灰暗的燈光下,我們沿著上坡一直走著,我們在小路中穿行。不知穿過多少個木頭房子,我們到了一個門面前,覺姆放下了肩膀上的袋子,看著我微笑著示意我進去。此刻的我,心還來不及高興,進門眼前的景象讓我疲憊的身體更加。這是一個不足3平方米的房間,房間裡放滿了袋子,高高低低的疊著;角落裡放著一個電磁爐和鍋子,除了一個做曼陀羅儀式的桌子外,房間裡沒有任何傢俱。

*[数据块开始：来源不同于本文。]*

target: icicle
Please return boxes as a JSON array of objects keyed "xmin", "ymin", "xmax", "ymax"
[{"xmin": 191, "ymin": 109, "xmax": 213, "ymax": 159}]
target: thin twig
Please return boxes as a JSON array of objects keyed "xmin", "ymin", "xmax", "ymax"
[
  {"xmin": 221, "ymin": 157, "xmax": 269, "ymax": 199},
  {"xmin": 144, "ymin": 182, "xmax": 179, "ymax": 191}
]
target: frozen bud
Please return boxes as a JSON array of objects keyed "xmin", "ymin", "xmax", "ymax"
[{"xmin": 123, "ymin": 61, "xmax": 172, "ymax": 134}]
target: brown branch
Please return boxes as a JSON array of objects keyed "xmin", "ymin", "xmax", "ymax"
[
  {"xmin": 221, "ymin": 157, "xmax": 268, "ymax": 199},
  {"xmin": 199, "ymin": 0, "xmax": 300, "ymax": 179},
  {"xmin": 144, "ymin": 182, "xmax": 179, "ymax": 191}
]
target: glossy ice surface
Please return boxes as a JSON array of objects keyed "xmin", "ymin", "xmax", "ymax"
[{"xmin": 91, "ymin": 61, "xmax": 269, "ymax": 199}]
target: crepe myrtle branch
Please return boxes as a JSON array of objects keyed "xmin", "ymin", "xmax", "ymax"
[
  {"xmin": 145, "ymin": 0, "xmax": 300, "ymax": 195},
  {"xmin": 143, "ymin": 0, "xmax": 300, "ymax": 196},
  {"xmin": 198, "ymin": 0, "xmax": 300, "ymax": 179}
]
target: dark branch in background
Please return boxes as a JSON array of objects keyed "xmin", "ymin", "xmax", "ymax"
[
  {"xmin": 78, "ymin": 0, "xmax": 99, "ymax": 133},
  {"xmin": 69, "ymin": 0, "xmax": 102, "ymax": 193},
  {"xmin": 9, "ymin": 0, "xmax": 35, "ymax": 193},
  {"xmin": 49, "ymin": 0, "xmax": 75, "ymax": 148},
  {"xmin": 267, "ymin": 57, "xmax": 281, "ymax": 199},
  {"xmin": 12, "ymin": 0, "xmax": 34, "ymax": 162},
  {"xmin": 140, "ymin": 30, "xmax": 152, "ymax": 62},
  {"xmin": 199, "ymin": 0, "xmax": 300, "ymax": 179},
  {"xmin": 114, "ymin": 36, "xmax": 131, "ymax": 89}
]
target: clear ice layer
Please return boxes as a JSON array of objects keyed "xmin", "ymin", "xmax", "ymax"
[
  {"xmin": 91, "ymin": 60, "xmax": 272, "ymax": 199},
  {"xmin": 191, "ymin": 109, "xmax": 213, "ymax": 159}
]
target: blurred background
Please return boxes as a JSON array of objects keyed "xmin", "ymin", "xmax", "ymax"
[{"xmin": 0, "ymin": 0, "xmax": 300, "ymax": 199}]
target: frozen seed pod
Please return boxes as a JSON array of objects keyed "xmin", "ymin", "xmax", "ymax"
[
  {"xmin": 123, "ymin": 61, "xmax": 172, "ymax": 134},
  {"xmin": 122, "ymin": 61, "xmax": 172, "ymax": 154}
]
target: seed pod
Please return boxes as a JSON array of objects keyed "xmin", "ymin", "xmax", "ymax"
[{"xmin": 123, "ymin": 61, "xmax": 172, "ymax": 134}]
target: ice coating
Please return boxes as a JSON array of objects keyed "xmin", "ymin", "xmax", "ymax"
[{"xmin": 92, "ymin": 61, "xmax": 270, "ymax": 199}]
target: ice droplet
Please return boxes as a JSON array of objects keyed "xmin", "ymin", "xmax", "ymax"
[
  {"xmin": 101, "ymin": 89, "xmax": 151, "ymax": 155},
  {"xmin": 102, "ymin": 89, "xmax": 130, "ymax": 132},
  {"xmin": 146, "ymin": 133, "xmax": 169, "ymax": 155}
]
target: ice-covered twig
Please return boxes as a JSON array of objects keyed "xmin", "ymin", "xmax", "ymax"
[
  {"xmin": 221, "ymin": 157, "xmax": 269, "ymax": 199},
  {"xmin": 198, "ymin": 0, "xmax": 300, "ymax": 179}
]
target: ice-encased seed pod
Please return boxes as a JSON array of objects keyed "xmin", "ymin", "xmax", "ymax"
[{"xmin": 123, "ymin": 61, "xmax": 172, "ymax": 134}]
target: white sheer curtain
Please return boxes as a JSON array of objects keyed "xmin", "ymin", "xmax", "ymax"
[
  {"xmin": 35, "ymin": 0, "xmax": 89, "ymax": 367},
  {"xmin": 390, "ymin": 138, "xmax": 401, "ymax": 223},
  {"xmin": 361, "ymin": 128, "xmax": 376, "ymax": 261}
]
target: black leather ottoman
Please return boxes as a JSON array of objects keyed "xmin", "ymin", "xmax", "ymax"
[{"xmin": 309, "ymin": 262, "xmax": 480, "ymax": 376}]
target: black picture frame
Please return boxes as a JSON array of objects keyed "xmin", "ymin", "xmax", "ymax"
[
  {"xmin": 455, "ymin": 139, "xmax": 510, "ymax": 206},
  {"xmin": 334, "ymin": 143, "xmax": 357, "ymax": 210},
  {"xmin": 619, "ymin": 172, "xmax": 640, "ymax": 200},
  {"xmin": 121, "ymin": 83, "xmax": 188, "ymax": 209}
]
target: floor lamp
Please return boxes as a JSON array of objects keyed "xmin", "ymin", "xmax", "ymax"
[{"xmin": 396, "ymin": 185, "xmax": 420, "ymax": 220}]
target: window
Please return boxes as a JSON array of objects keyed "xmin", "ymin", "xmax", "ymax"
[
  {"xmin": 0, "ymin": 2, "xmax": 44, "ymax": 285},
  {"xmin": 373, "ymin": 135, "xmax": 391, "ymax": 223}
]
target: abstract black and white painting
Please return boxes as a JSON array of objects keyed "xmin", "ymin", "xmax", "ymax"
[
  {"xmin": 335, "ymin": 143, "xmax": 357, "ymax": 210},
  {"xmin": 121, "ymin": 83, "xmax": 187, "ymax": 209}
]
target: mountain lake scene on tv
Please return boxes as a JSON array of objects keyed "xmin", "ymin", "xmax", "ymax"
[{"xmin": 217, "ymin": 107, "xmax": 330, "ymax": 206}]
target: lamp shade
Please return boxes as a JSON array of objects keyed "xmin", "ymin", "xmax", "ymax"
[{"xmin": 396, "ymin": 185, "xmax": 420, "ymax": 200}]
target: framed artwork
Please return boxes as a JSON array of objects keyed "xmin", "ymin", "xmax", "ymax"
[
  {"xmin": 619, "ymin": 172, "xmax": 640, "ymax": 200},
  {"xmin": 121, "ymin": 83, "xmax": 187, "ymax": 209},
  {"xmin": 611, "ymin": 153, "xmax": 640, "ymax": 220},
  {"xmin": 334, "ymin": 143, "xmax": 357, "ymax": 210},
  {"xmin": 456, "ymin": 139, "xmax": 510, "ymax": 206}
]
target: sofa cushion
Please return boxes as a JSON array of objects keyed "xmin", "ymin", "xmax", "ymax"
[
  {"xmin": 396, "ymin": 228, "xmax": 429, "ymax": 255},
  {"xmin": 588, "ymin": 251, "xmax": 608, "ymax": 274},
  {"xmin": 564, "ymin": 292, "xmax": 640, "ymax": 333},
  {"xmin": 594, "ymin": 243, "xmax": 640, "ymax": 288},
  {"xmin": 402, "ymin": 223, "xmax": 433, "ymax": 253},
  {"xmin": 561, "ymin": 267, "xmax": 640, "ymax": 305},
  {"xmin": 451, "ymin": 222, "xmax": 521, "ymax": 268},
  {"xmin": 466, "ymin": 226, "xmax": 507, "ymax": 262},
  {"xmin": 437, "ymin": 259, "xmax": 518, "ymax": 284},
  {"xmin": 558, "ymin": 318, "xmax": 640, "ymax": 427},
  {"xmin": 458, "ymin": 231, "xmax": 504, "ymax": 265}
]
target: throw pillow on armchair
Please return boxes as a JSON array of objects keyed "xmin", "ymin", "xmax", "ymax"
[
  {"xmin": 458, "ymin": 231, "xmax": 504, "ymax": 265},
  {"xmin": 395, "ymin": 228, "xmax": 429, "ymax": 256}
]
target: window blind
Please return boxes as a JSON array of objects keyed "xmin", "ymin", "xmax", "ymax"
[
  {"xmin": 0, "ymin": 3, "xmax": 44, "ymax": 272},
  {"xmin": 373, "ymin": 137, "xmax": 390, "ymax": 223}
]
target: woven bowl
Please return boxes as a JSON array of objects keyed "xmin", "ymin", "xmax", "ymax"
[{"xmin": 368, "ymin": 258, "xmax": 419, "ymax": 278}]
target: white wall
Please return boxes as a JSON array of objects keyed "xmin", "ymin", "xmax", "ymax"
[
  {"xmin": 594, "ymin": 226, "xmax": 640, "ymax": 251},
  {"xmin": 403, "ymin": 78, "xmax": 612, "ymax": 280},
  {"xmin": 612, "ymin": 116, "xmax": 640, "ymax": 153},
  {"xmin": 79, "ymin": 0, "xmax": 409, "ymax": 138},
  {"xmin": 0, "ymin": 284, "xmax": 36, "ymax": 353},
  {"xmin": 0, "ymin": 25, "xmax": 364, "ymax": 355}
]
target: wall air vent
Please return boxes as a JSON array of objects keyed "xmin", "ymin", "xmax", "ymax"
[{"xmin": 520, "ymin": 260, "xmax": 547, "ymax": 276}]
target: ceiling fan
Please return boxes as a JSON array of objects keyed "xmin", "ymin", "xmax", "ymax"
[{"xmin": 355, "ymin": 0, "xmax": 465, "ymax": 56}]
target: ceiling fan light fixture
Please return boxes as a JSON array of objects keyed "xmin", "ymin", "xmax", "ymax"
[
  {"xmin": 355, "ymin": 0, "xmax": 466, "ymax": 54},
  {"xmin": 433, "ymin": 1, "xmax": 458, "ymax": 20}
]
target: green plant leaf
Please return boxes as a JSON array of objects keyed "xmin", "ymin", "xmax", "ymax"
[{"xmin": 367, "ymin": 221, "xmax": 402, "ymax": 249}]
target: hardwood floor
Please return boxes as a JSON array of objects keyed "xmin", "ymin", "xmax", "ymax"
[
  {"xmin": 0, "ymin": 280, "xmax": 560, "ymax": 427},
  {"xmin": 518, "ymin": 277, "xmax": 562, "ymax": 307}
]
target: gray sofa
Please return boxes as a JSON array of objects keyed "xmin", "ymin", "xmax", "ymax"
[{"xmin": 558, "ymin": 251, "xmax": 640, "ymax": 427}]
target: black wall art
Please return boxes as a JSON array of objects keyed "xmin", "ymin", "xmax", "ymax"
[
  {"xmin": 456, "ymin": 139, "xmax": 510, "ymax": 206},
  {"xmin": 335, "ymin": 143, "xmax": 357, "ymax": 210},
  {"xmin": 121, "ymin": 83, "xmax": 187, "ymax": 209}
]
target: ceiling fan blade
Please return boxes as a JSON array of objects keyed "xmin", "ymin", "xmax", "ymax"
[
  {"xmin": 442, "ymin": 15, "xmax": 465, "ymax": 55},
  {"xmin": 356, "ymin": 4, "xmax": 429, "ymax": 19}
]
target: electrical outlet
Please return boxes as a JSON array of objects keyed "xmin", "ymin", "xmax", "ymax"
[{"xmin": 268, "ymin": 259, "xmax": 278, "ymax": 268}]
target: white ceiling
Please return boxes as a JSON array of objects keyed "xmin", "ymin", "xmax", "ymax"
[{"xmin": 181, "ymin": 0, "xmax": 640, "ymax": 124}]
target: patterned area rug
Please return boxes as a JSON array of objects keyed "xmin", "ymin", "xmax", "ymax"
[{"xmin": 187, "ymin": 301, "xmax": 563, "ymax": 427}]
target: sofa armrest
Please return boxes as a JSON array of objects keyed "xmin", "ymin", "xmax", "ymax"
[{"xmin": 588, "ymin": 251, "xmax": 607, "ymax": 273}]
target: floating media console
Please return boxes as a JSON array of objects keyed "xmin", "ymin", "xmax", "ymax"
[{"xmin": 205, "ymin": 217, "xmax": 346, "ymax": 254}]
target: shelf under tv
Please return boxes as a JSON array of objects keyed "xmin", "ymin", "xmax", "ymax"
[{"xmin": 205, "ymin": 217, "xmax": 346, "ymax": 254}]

我懷疑我自己的眼睛,因為我似乎找不到一個可以落腳的地方,更何況今晚兩個人要睡覺的地方。我曾想過最壞的結果,但是萬萬沒有想到會是如此的狀況。心裡有擔心更有對麻煩覺姆的愧疚,為了不在覺姆面前失禮,我調整自己的情緒。這時的覺姆,在電磁爐旁邊騰出了二個位置,並示意我坐下把身上的戶外包放下,便順從的坐在覺姆旁邊。


覺姆用手在肚子上比劃,我知道她在問我是否餓了。我說不會,此刻自己真的並未說謊,幾十個小時的奔波已經讓我無法感受餓的感覺。覺姆笑著,開始燒水。在房間的燈光下,我也才認真的看清楚覺姆的樣子,這是一位大概60幾歲的藏族阿嬤,身材屬於比較瘦小型,臉上雖掛著皺紋卻透出一股經神勁,而她深邃的眼睛是那麼的清澈,就像藏地孩子般純淨的感覺。而此刻我能感覺到覺姆有些害羞又有些不好意思,我猜想是有點擔心我不習慣吧。鍋中的水呼呼的響起,我突然想起自己還有幾包泡麵,從背包裡拿出遞給覺姆。覺姆微笑著搖搖手似乎沒有理解我的意思,順時從旁邊的一個袋子中拿出一種灰色的粉來和水攪拌,弄好遞給我,後面自己才知道是那是青稞粉。喝著手中的青稞,身體一下也暖活許多,覺姆一邊喝著一邊看著我喝,眼睛真誠而純淨。

喝完手中的青稞,在我還擔心今晚怎麼在狹小的空間裡怎麼可以睡兩個人時,覺姆開始整理房間。房間裡的袋子被堆高,牆腳的袋子裡的睡墊和被子被鋪開,而顯然只勉強一個人睡的地方,神奇般的騰出另一個人睡覺的地方。覺姆將平時自己睡得被子和被鋪整齊但鋪開,另一個睡覺的地方則用衣服鋪起來。此刻自己心理已經打算好堅持睡衣服鋪起的地方,畢竟自己是年輕人也是來借宿的。我手腳比劃的和覺姆表達我的想法,但卻拗不過覺姆的堅持。那一夜,風吹著木板房咯咯的響,我半夢半醒的睡了一夜,心理有對環境的害怕,也有對覺姆的感激。第二夜醒來時,覺姆已經為我準備好青稞,一樣暖暖的溫度,一樣覺姆純淨真誠的眼神,那一刻心理有暖流湧上,自己在覺姆面前失聲的哭了起來。一個女孩子在旅行的路上遇到很多人,也得到了許多人的幫助,但此刻覺姆的溫暖給予卻暖化了我的全部武裝,這幾日提筆寫來也都能感覺到那種被愛的溫暖。

再後面我找到了可以入住的旅店,便離開覺姆。在五明的幾天,因為住的地方離覺姆家不遠,我每天也都去覺姆家拜訪,而在我離開五明時我和覺姆也彼此不知道對方的名字。不知今年的冬夜,覺姆是否一切善好嗎。